The therapy at this time was adapted to the therapy based on the redox electric potential or pH of the living body.

Example 36

Thermotherapy of Drug Poisoning Utilizing Thermotherapeutic Apparatus According to the Present Invention

As described in Example 21 or Example 22, the therapeutic temperature was decided for a patient suffering from a drug poisoning, and the patient was heated to the decided temperature, and was kept at this temperature for a constant period. In this patient, as a result of thermotherapy, the drug poisoning was improved or cured.
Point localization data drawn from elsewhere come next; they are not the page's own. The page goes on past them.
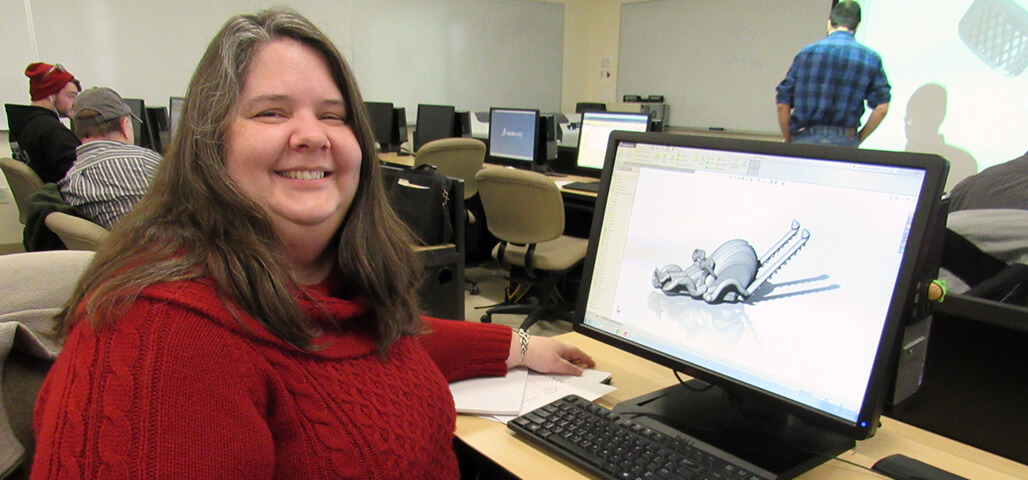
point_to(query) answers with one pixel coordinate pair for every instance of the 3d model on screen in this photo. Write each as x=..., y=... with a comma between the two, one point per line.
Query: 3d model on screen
x=732, y=272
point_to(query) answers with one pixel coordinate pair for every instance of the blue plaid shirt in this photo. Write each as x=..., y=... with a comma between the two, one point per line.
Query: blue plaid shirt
x=830, y=80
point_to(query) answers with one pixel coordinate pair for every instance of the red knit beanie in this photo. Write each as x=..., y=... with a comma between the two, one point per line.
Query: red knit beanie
x=46, y=79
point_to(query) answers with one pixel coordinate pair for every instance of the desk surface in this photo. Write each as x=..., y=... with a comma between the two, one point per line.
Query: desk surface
x=408, y=160
x=633, y=376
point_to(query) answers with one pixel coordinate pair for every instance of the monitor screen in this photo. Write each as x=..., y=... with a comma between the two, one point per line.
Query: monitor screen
x=595, y=130
x=775, y=272
x=380, y=114
x=174, y=112
x=139, y=126
x=434, y=122
x=513, y=136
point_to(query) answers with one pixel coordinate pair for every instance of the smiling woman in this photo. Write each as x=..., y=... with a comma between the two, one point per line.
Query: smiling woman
x=290, y=148
x=258, y=306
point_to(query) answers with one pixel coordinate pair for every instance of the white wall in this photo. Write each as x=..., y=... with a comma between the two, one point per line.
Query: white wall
x=10, y=226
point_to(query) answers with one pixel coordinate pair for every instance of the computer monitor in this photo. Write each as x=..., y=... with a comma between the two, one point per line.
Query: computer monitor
x=139, y=122
x=174, y=113
x=434, y=122
x=380, y=114
x=593, y=134
x=777, y=275
x=156, y=123
x=514, y=137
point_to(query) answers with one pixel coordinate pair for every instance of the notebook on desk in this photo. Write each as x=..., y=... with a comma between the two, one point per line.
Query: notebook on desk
x=583, y=186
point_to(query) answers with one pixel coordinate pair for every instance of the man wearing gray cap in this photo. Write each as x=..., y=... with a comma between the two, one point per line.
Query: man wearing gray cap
x=110, y=174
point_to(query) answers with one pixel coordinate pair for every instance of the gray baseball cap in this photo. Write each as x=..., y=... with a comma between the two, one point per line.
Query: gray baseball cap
x=106, y=103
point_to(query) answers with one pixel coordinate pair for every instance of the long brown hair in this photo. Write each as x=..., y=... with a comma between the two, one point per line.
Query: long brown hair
x=195, y=223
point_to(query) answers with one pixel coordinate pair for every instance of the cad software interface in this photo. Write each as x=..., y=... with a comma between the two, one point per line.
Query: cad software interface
x=512, y=134
x=775, y=271
x=595, y=131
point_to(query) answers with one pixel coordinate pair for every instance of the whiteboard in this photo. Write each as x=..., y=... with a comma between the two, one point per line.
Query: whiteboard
x=471, y=53
x=716, y=62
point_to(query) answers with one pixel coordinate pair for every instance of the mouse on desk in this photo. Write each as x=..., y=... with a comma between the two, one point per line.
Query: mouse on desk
x=902, y=467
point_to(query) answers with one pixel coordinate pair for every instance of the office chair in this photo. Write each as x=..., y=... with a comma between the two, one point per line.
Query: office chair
x=525, y=213
x=456, y=157
x=75, y=232
x=35, y=288
x=582, y=107
x=24, y=182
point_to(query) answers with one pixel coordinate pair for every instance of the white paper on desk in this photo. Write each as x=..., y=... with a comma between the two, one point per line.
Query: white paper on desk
x=490, y=396
x=542, y=389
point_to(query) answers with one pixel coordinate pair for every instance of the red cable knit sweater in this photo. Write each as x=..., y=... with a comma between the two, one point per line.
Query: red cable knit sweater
x=178, y=389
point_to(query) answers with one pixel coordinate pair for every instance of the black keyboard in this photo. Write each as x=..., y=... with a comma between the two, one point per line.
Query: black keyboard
x=584, y=186
x=616, y=447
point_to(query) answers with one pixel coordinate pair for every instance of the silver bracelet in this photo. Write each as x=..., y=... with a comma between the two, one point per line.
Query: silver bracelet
x=524, y=344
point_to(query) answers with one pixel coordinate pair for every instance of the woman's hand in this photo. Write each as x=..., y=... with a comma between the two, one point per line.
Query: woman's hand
x=545, y=355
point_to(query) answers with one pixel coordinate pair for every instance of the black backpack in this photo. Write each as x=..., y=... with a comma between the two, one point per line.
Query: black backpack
x=420, y=197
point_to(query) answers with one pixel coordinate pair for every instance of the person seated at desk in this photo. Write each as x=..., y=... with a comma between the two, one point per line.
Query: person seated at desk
x=1001, y=186
x=255, y=316
x=110, y=174
x=42, y=142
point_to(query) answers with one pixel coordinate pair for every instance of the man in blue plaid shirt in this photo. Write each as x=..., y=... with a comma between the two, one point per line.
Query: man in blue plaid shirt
x=821, y=99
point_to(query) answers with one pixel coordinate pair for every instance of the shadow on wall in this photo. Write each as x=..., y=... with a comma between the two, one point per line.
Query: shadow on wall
x=925, y=112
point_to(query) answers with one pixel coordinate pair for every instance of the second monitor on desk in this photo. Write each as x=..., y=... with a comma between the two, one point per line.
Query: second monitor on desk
x=687, y=235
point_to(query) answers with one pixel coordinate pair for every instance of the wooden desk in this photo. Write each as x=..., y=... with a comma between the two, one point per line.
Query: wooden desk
x=633, y=376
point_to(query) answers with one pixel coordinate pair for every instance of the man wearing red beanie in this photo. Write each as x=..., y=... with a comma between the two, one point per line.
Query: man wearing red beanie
x=37, y=137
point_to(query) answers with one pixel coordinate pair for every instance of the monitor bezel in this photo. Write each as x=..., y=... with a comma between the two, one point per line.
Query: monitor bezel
x=595, y=172
x=175, y=105
x=511, y=161
x=881, y=374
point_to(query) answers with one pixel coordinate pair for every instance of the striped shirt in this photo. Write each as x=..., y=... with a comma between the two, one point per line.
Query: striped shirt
x=830, y=80
x=108, y=178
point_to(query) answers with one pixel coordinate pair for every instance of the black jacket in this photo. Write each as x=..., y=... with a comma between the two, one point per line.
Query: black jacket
x=40, y=140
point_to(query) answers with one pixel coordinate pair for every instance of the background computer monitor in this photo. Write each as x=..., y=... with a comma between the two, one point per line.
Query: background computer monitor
x=593, y=133
x=174, y=112
x=157, y=128
x=139, y=124
x=514, y=137
x=686, y=235
x=434, y=122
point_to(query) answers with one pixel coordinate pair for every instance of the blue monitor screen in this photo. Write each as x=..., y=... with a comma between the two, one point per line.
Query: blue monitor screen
x=512, y=134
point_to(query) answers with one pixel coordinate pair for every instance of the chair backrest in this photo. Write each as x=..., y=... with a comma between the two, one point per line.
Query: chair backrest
x=35, y=288
x=520, y=207
x=75, y=232
x=24, y=182
x=456, y=157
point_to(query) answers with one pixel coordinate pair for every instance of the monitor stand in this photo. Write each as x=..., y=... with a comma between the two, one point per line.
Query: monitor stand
x=778, y=443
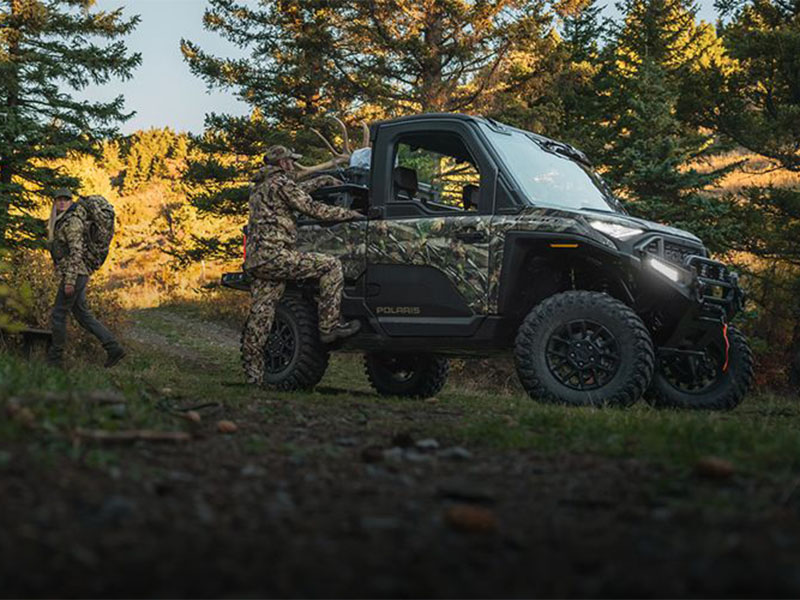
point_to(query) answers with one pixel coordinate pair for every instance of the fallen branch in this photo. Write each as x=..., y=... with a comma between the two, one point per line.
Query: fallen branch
x=132, y=435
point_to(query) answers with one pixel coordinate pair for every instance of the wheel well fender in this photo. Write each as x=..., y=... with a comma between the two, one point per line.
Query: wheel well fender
x=537, y=265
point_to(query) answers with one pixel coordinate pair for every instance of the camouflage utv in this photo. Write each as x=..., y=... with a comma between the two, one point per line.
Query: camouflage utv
x=485, y=239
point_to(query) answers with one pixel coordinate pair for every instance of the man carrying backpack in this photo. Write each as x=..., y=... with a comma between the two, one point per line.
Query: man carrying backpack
x=69, y=238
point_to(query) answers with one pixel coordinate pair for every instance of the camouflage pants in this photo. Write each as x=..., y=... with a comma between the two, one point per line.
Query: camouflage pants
x=269, y=283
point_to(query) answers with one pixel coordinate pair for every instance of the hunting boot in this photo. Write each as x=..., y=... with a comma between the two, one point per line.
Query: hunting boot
x=343, y=330
x=114, y=356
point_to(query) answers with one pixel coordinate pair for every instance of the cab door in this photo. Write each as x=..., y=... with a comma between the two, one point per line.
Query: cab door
x=428, y=254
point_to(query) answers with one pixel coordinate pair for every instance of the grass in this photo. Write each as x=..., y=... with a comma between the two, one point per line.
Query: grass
x=760, y=437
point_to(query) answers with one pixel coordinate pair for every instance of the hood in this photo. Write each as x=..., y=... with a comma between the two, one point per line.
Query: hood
x=643, y=224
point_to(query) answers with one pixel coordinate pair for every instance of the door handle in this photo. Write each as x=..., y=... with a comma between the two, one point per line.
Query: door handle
x=471, y=236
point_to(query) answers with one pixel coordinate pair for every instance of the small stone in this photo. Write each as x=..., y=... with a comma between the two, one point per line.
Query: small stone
x=380, y=523
x=106, y=397
x=393, y=454
x=118, y=411
x=414, y=456
x=455, y=453
x=427, y=444
x=25, y=417
x=403, y=440
x=252, y=471
x=713, y=467
x=465, y=491
x=372, y=454
x=227, y=427
x=470, y=519
x=192, y=416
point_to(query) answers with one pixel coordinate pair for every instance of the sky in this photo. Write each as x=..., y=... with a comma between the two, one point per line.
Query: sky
x=163, y=92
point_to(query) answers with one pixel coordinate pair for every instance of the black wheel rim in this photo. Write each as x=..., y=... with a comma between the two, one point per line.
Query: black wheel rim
x=399, y=368
x=695, y=372
x=583, y=355
x=281, y=346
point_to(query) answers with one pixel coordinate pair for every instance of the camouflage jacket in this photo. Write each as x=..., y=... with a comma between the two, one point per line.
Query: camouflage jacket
x=68, y=247
x=275, y=201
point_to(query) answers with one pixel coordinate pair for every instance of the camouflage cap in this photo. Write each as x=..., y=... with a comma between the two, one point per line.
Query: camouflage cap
x=276, y=153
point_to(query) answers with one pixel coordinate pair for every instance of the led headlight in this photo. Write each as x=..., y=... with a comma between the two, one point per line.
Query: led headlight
x=666, y=270
x=615, y=230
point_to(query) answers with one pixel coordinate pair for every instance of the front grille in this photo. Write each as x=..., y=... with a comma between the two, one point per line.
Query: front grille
x=671, y=250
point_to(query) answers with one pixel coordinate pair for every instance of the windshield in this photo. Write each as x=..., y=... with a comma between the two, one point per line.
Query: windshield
x=548, y=178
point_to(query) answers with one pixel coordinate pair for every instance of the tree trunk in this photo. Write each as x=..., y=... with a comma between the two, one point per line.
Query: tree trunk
x=11, y=101
x=431, y=93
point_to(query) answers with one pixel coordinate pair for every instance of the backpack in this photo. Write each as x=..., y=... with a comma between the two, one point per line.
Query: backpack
x=98, y=229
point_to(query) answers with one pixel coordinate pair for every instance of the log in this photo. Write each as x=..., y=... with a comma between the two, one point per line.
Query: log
x=132, y=435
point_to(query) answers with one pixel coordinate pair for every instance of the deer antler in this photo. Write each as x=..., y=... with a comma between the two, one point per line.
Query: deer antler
x=364, y=134
x=338, y=157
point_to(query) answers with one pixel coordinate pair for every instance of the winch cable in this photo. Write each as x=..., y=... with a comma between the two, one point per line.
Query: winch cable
x=727, y=346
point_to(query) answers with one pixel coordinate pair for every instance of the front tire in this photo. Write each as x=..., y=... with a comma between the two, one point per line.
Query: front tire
x=584, y=349
x=411, y=376
x=704, y=385
x=295, y=359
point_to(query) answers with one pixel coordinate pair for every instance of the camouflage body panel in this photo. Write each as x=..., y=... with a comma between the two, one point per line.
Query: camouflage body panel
x=531, y=219
x=345, y=241
x=475, y=269
x=433, y=242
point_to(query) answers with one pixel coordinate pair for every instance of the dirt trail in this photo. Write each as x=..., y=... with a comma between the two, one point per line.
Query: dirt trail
x=335, y=494
x=190, y=338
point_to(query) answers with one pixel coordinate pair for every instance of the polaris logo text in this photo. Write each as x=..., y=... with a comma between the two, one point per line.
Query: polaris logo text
x=398, y=310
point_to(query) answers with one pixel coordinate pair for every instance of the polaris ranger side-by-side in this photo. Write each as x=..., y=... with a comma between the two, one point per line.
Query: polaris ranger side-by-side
x=481, y=239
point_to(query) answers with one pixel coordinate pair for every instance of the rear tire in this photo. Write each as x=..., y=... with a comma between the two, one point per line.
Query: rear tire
x=295, y=359
x=584, y=349
x=719, y=391
x=411, y=376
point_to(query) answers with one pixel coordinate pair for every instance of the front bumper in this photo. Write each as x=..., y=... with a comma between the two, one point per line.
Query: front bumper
x=237, y=281
x=709, y=285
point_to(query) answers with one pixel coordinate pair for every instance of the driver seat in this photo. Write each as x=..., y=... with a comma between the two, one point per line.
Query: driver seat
x=405, y=181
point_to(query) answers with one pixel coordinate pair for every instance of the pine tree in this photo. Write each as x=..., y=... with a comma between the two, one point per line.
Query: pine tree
x=581, y=81
x=755, y=102
x=49, y=50
x=435, y=55
x=650, y=152
x=305, y=59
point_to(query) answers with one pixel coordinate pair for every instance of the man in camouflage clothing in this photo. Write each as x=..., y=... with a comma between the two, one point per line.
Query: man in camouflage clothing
x=67, y=247
x=272, y=259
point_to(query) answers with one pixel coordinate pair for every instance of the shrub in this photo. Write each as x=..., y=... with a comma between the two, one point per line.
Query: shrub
x=33, y=271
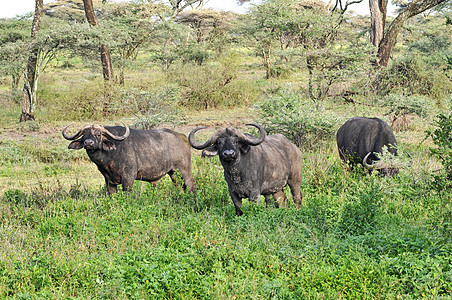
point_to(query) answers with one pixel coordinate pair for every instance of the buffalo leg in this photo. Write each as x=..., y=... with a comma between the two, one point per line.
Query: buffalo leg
x=280, y=199
x=296, y=193
x=111, y=188
x=237, y=204
x=127, y=184
x=188, y=181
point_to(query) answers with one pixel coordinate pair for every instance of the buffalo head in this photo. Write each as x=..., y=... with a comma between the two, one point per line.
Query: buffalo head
x=228, y=143
x=93, y=138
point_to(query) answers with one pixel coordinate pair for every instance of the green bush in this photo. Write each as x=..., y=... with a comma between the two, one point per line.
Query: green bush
x=150, y=108
x=214, y=85
x=442, y=138
x=410, y=76
x=301, y=121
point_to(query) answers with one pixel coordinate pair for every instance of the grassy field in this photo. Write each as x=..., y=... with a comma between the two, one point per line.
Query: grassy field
x=356, y=236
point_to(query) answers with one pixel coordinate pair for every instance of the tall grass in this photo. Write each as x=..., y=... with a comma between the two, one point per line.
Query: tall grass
x=356, y=236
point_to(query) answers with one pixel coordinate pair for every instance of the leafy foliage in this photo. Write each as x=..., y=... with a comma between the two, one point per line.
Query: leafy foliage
x=442, y=138
x=299, y=120
x=151, y=108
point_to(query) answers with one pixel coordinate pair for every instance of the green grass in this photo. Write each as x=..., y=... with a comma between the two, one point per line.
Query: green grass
x=356, y=236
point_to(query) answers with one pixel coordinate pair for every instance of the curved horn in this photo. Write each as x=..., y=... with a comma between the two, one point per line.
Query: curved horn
x=251, y=140
x=206, y=144
x=115, y=137
x=75, y=136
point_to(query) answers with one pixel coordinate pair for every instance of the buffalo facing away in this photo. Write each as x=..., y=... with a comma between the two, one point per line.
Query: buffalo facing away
x=359, y=139
x=255, y=166
x=123, y=155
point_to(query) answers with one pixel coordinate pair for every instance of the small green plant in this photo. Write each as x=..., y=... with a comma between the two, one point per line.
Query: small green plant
x=410, y=76
x=400, y=106
x=152, y=108
x=442, y=138
x=299, y=120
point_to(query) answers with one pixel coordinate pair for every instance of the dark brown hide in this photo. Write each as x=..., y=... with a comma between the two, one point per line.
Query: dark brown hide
x=361, y=138
x=145, y=155
x=264, y=167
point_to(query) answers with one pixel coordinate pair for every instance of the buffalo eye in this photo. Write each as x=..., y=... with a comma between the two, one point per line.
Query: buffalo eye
x=220, y=142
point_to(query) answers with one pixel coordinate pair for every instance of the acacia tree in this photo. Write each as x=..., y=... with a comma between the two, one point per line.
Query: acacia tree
x=177, y=6
x=31, y=73
x=14, y=36
x=134, y=25
x=385, y=41
x=104, y=50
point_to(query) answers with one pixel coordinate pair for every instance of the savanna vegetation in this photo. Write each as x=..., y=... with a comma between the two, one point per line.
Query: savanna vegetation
x=300, y=68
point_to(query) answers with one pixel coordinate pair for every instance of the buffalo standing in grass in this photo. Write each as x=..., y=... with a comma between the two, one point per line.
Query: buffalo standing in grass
x=255, y=166
x=123, y=155
x=359, y=139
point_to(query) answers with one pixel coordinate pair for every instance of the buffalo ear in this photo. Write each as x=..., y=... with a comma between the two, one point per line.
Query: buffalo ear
x=244, y=147
x=76, y=145
x=108, y=145
x=209, y=152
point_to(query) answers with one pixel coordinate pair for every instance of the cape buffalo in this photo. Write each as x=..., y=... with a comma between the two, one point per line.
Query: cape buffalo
x=123, y=155
x=359, y=139
x=254, y=166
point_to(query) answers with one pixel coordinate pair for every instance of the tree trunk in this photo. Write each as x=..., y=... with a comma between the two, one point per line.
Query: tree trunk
x=377, y=19
x=104, y=50
x=31, y=73
x=387, y=43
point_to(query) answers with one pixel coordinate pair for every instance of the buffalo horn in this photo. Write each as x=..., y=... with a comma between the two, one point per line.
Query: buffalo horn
x=202, y=146
x=75, y=136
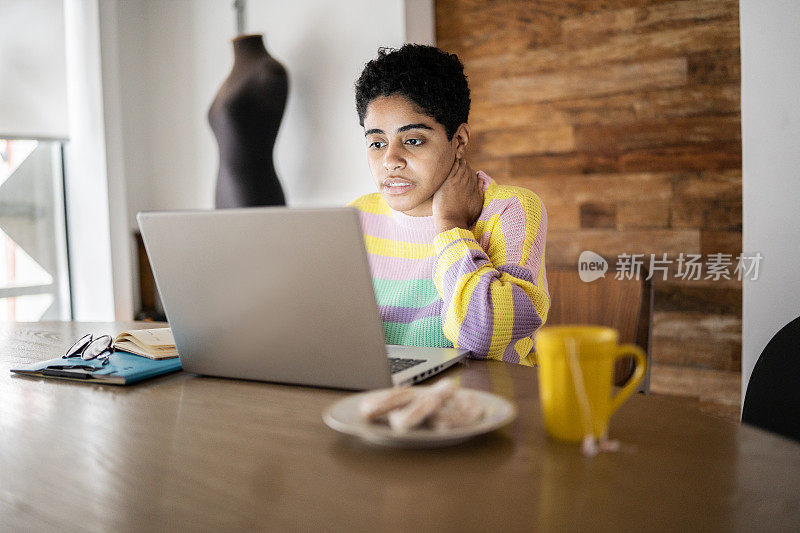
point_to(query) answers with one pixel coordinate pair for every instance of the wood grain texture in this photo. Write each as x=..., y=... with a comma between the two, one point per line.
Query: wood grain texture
x=187, y=452
x=632, y=115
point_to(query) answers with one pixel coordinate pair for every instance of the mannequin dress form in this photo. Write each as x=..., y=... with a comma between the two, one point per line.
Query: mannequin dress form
x=245, y=117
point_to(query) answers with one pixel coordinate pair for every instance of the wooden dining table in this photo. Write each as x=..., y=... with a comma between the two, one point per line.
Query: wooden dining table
x=189, y=452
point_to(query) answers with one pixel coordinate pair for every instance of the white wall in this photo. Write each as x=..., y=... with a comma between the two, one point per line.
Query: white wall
x=770, y=41
x=171, y=57
x=87, y=186
x=174, y=55
x=33, y=97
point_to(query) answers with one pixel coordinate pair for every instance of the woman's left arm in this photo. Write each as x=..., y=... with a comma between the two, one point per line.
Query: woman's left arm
x=495, y=299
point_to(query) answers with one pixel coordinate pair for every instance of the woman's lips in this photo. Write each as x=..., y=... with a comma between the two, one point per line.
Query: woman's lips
x=396, y=186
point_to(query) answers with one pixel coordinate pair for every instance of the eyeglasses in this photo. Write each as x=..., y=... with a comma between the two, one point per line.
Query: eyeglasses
x=88, y=348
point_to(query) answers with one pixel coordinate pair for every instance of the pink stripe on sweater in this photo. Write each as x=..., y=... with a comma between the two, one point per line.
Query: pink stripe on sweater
x=401, y=268
x=384, y=227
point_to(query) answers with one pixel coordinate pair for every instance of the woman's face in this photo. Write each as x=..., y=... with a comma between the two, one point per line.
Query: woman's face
x=408, y=154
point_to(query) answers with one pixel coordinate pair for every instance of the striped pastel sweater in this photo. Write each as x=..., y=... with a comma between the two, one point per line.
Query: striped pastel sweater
x=482, y=289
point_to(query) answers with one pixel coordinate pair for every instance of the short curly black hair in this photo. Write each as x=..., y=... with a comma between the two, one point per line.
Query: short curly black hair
x=429, y=77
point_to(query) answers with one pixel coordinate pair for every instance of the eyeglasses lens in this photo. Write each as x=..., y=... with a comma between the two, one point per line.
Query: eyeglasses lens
x=100, y=348
x=79, y=346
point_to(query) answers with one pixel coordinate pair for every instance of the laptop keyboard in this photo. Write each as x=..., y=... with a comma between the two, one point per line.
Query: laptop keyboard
x=398, y=364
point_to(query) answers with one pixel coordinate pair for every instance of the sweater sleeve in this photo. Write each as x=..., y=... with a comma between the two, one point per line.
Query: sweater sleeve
x=495, y=299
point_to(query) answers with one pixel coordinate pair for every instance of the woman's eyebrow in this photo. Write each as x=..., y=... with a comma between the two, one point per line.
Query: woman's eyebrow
x=418, y=126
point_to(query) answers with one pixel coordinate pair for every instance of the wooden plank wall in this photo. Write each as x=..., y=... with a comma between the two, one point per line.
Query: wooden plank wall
x=624, y=116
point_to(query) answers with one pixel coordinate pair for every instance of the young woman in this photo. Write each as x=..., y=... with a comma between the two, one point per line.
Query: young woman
x=456, y=259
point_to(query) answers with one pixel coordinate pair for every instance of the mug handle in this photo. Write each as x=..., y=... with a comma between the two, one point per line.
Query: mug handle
x=640, y=361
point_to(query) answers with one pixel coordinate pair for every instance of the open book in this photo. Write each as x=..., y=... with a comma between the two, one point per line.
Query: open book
x=155, y=343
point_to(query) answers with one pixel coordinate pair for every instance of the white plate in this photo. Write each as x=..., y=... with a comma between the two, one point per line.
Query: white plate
x=343, y=416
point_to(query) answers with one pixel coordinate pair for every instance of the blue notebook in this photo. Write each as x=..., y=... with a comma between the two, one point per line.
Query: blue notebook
x=123, y=368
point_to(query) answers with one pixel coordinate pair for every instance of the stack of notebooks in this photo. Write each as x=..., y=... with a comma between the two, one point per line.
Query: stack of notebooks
x=138, y=355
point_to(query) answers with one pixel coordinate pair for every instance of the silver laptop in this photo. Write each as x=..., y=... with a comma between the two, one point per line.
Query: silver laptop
x=278, y=294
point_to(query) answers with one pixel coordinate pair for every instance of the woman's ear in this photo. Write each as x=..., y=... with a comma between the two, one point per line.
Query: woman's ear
x=461, y=140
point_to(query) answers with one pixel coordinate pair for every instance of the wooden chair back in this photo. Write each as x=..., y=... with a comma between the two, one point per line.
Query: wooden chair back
x=625, y=305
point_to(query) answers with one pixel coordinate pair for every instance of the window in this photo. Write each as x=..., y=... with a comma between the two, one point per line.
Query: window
x=34, y=277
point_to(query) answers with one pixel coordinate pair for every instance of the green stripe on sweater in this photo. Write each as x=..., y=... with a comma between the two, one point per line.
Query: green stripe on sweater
x=422, y=332
x=414, y=293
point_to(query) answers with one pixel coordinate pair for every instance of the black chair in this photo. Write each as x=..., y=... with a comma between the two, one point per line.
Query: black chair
x=772, y=400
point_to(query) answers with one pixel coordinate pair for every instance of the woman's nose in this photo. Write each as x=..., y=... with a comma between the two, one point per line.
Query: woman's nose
x=393, y=160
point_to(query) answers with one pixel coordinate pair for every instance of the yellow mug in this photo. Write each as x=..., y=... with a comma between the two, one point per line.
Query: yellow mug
x=576, y=377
The therapy at this time was adapted to the therapy based on the redox electric potential or pH of the living body.

Example 37

Thermotherapy of Disease Curable by Improvement of Immune System Utilizing Thermotherapeutic Apparatus According to the Present Invention

As described in Example 21 or Example 22, the therapeutic temperature was decided for a patient suffering from a disease curable by improvement of immune system, and the patient was heated to the decided temperature, and was kept at this temperature for a constant period. In this patient, as a result of thermotherapy, the disease curable by improvement of immune system was improved or cured.

The therapy at this time was adapted to the therapy based on the redox electric potential or pH of the living body.

Example 38

Thermotherapy of Patient infected with hepatitis C (HCV) Utilizing Thermotherapeutic Apparatus According to the Present Invention

As described in Example 21 or Example 22, the therapeutic temperature was decided for a patient infected with HCV, and the patient was heated to the decided temperature, and was kept at this temperature for a constant period. In this patient, an amount of HCV DNA detected by using a DNA probe for HCV infection was decreased. The change indicated the existence of HCV.

The therapy at this time was adapted to the therapy based on the redox electric potential or pH of the living body.

While preferred embodiments of the present invention have been described, the present invention is not restricted thereto. It should be understood that the scope of the present invention is interoperated by Claims. It should been understood by the artisan that equivalent can be put into practical use based on the description of the specific preferred embodiments of the present invention based on the description and the technical commonsense. It also should be understood that part or whole of the references such as scientific papers, patents, patent applications cited herein may be incorporated herein in such an extent that they are specifically described.

INDUSTRIAL APPLICABILITY

According to the present invention, any of disease can be treated. The methods, apparatuses, production of the system, and application for attaining the therapy are of industrial applicability.